In the case of an idle cell, the header portion has a CLP value of "1" and all other bits are "0". Then, the value of HEC is 52 [H]. Also, the payload portion of the idle cell is all 6 A
[H]. Therefore, the unassigned cell header collation circuit 2011 can determine the unassigned cell and the idle cell without error.

The above is the description of the idle cell circuit 201 in FIG.
However, it is apparent that the idle cell circuit 201 in FIGS. 2 and 3 can be similarly configured.

As described above, since the invalid unassigned cell is not written to the ATM cell buffer on the receiving side at the same time as the valid cell, the chance of the ATM cell buffer overflowing can be reduced. The chance of discarding valid cells can be reduced.

The present invention can take the following aspects in connection with the description of the claims.

(4) The judging means judges that the ATM cell is an unassigned cell when all parts other than the error control section in the header of the ATM cell are "0". The ATM communication system according to claim 2.

(5) The ATM communication according to any one of claims 1 to 4, wherein the cell conversion means converts an unassigned cell into an idle cell after the idle cell insertion processing by the idle cell insertion means. system.

[0027]

As described above, the present invention converts an unassigned cell into an idle cell so that an invalid unassigned cell is simultaneously received with a valid AT cell.
There is an effect that writing to the M cell buffer is not performed, the chance of buffer overflow occurring is reduced, and the drop of valid cell data due to buffer overflow can be reduced.

[Brief description of the drawings]

FIG. 1 is a block diagram showing a configuration of an ATM communication system according to an embodiment of the present invention.

FIG. 2 is a block diagram showing a configuration of an ATM communication system according to another embodiment of the present invention.

FIG. 3 is a block diagram showing a configuration of an ATM communication system according to still another embodiment of the present invention.

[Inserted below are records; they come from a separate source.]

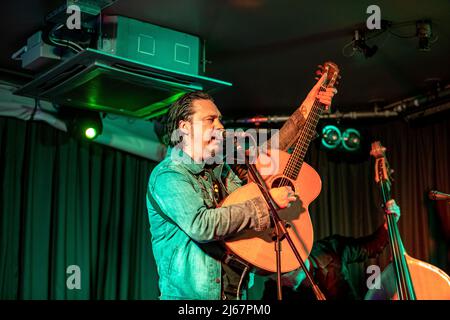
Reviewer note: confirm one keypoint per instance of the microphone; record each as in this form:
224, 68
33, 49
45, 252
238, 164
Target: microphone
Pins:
436, 195
233, 134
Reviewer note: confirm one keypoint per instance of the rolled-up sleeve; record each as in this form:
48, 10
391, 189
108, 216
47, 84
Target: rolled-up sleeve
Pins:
177, 198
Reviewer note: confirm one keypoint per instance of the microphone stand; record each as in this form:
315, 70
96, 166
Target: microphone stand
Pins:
280, 233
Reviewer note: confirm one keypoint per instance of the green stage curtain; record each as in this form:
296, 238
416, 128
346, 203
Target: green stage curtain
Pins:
66, 202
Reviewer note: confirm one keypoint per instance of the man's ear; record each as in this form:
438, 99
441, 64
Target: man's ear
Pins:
184, 126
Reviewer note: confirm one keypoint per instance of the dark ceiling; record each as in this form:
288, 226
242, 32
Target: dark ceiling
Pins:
269, 50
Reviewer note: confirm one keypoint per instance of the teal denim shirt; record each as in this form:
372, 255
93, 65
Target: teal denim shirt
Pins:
187, 227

FIG. 4 is a block diagram illustrating a configuration example of an idle cell conversion circuit in FIG. 1;

FIG. 5 is a block diagram showing a configuration of a conventional ATM communication system.

[Explanation of symbols]

 DESCRIPTION OF SYMBOLS 10 Transmission part 11 Reception part 103 ATM cell construction circuit 104 Speed adjustment circuit 105 ATM cell buffer 106 Idle cell insertion circuit 112 Idle cell deletion circuit 113 ATM cell buffer 114 Unassigned cell deletion circuit 115 Packet data reproduction circuit 201 Idle cell generation circuit

Claims (3)

[Claims] 1. An ATM (Asynchronous T)
transfer mode), a rate adjusting means for adjusting the transmission rate by inserting an unassigned cell into the cell, and an idle cell insertion for inserting an idle cell for interpolating the transmission frame data into the ATM cell after the rate adjustment by the rate adjusting means. Means, an ATM transmitting apparatus including: an ATM transmitting apparatus comprising: an ATM cell transmitting apparatus; an erasing means for erasing an idle cell among received ATM cells; An ATM communication system comprising: a buffer means; and an ATM receiving apparatus, comprising: an ATM receiving apparatus including: a cell converting means for converting an unassigned cell inserted by the speed adjusting means into an idle cell. An ATM communication system, characterized by: 2. The cell conversion means according to claim 1, wherein said determination means determines whether said ATM cell is an unassigned cell, and said determination means indicates that said ATM cell is an unassigned cell. 2. An ATM communication system according to claim 1, further comprising means for transmitting an idle cell instead of said ATM cell. 3. The ATM communication system according to claim 2, wherein said determination means makes said determination by comparing a header of said ATM cell with a header of an unassigned cell.